Please Don’t Leave Me: The Therapy Dropout Scheme

Please don't leave me: the therapy dropout scheme

Within Jeffrey Young’s schema therapy, we find, among many others, the curious abandonment schema. Before explaining what it consists of, it is necessary to begin by defining what a schema is.

Within cognitive psychology, there are several differentiated parts: negative thoughts, which are small, telegraphic, intrusive, negative and rigid voices; beliefs that are inner phrases, learned in childhood or early life experiences that we firmly believe in without question and that are at a deeper level than negative thoughts.

Finally, even more ingrained are the schemes, which are those ways of interpreting the world in a global way, it is what guides us on a day-to-day basis. The schemes determine our daily behavior, both with ourselves, with others and with life in general and are also learned in childhood.

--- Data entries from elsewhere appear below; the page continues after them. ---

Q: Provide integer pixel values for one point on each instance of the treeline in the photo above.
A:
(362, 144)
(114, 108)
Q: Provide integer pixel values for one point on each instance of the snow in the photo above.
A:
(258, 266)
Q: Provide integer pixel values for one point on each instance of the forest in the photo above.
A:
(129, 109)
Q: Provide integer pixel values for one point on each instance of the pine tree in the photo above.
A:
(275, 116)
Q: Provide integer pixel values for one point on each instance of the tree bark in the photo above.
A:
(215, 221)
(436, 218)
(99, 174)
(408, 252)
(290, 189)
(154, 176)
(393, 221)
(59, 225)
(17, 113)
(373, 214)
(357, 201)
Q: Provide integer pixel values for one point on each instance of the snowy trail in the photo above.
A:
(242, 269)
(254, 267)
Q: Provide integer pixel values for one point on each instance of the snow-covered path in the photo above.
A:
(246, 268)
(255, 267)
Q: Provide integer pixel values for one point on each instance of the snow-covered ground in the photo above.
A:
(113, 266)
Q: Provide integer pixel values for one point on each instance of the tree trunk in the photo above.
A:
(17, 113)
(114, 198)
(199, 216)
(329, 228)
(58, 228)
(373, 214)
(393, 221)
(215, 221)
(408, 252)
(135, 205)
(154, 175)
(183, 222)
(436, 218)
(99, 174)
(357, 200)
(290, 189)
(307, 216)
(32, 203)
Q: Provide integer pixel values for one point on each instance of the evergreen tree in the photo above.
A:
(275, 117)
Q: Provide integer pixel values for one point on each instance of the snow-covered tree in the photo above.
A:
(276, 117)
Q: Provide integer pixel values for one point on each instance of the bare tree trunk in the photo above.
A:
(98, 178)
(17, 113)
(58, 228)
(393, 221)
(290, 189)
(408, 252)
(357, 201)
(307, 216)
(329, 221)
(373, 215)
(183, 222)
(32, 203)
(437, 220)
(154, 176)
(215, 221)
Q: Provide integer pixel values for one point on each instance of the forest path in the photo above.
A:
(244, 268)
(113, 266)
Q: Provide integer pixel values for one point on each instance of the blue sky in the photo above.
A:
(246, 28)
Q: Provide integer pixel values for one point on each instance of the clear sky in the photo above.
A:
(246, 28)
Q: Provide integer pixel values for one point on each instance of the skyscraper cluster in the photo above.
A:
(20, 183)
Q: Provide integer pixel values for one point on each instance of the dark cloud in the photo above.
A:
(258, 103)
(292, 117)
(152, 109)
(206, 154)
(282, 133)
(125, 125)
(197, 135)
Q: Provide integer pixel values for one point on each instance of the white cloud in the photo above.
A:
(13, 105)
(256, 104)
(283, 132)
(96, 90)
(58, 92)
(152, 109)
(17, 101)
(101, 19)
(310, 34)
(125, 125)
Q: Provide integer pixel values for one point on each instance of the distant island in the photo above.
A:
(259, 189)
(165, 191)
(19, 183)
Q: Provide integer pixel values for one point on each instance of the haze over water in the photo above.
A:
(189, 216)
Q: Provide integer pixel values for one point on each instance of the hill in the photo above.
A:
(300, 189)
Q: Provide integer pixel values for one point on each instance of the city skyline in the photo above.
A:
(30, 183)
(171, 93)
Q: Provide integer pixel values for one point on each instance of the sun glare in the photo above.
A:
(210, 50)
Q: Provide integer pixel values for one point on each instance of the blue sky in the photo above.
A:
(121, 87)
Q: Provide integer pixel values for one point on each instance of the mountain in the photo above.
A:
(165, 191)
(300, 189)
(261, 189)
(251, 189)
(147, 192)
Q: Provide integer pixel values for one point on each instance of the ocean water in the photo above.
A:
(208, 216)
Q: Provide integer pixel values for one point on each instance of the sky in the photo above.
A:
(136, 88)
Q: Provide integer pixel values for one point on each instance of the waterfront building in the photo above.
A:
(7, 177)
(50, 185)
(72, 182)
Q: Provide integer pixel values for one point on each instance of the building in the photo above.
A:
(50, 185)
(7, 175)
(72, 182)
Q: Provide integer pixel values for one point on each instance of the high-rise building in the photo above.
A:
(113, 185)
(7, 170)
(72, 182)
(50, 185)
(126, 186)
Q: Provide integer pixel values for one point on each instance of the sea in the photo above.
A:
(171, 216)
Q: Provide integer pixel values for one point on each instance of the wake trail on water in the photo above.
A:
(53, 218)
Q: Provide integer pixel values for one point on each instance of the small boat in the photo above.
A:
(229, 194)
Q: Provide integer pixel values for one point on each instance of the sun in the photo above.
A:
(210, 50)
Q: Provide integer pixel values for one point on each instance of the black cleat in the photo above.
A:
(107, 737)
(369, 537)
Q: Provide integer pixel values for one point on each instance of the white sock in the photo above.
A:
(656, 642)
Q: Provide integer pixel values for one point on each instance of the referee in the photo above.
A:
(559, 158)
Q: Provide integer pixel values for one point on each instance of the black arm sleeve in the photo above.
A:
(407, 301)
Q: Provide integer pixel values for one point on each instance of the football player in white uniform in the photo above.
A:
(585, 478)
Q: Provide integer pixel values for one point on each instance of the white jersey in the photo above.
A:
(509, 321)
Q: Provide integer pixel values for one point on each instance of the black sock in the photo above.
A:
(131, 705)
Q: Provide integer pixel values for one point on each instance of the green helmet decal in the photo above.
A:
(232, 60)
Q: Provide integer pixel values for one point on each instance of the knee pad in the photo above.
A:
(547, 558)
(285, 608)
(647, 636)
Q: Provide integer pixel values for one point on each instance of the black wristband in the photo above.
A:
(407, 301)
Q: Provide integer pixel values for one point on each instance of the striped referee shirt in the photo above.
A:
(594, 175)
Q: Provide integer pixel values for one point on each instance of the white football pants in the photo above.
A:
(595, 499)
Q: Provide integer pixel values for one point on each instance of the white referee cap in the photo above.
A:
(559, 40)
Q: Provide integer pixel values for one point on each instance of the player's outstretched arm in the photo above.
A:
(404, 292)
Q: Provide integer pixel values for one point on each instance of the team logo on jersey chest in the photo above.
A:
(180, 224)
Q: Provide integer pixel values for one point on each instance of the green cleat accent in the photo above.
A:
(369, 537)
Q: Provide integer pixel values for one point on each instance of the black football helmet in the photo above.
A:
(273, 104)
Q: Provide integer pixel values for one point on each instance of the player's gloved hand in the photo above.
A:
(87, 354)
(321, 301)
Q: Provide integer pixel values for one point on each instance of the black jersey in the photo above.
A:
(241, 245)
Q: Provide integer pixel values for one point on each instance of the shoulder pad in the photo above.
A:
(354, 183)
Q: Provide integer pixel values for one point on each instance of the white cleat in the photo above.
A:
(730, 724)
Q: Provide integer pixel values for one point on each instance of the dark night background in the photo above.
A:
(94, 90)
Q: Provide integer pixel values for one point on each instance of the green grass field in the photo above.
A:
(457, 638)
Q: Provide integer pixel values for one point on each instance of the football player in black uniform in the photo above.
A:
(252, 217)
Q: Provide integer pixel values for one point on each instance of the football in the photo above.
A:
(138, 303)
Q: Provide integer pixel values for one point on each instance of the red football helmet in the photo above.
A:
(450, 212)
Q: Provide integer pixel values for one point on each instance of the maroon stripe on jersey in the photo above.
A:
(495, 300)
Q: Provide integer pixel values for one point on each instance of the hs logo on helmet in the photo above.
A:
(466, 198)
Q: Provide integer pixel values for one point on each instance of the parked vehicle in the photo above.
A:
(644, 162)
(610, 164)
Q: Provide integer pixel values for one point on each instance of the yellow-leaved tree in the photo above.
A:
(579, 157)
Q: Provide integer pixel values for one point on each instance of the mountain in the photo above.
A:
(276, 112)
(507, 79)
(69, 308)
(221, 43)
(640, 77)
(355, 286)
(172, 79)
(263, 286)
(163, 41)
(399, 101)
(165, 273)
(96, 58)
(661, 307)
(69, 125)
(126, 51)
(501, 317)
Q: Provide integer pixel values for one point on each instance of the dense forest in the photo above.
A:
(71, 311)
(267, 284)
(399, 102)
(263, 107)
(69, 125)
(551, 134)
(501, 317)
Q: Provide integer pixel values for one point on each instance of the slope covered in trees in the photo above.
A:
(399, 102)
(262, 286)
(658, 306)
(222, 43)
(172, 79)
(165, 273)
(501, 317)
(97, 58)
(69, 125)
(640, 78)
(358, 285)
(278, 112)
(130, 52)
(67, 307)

When we speak of the abandonment scheme, we refer to a particular way of interpreting one’s own life, in which the person who suffers from it feels very lonely, although in reality they are not. The fear of rejection, non-acceptance or abandonment is so great that their behavior is based on submission, on the one hand, or aggressiveness, on the other.

Lonely woman

In one way or another, these people end up agreeing with themselves and reinforcing the scheme over and over again. This is how they finally run into that dreaded abandonment. Now we will delve into how this process works.

The origin of the abandonment scheme

Schemas are acquired in various ways, but they all have in common the fact that they occur in childhood and early adolescence. The child perceives an abandonment, either because one of his parents has died, has been rejected or separated from one of his parents for a long time or because he has been given up for adoption.

All human beings, like other animals, need secure attachment figures to launch ourselves to explore the world. Separation from the mother is a vital issue for newborns. Young are dependent on their mothers and if a calf loses its mother, it is very likely that it will end up dying.

In the same way, children, when they are separated in some way from their parents – guardians or trustworthy figures in their defect – show behaviors aimed at satisfying their longed-for security : they cry, protest, get angry … It is their natural claim for them to be cared for because if not, they will not survive.

Little girl with her hands on her face stressed

Their relationships with others will be conditioned by the fear of being abandoned, since that would mean reliving that childhood trauma that is still unhealed. To prevent this from happening, they tend to adopt submissive behaviors, denying themselves their own needs; or aggressive, with the aim of fighting against this possible abandonment.

It is true that the “abandoned” adult does not see his survival compromised as it happens to a child, but the people who carry this vital burden on their back cannot help to experience those feelings of desolation again, as if their life were losing their way. when someone rejects them in some way. His scheme is activated and his inner child suffers again.

 The vicious circle of abandonment

If the people who suffer from this vital trap do not break with it in some way, each time they will get stronger and stronger and they will see themselves immersed in a circle with no way out. The circle begins when they meet someone: they are usually very infatuated people, the kind that end up with a partner and a month later they are with another making plans for the future.

These thoughts make you feel tremendously anxious, with a lot of pressure. Thus, they maintain a hyper-vigilant attitude so that nothing happens, no matter how small, that could endanger the relationship.

distant couple

Anxiety leads them to produce behaviors designed to avoid rejection. Think that there are people who become so dependent that they are willing to put up with everything in order not to leave them. Other people become jealous and even aggressive for the same purpose, establishing the threat as a form of protection.

To get out of this circle it is necessary to break with the negative thoughts and beliefs that come from our past and that mediate our current way of relating. It is about doing the opposite of what the scheme is asking you and in this way, little by little, you will make that child who lives in the adult that you are not constantly take control of your actions to prevent abandonment.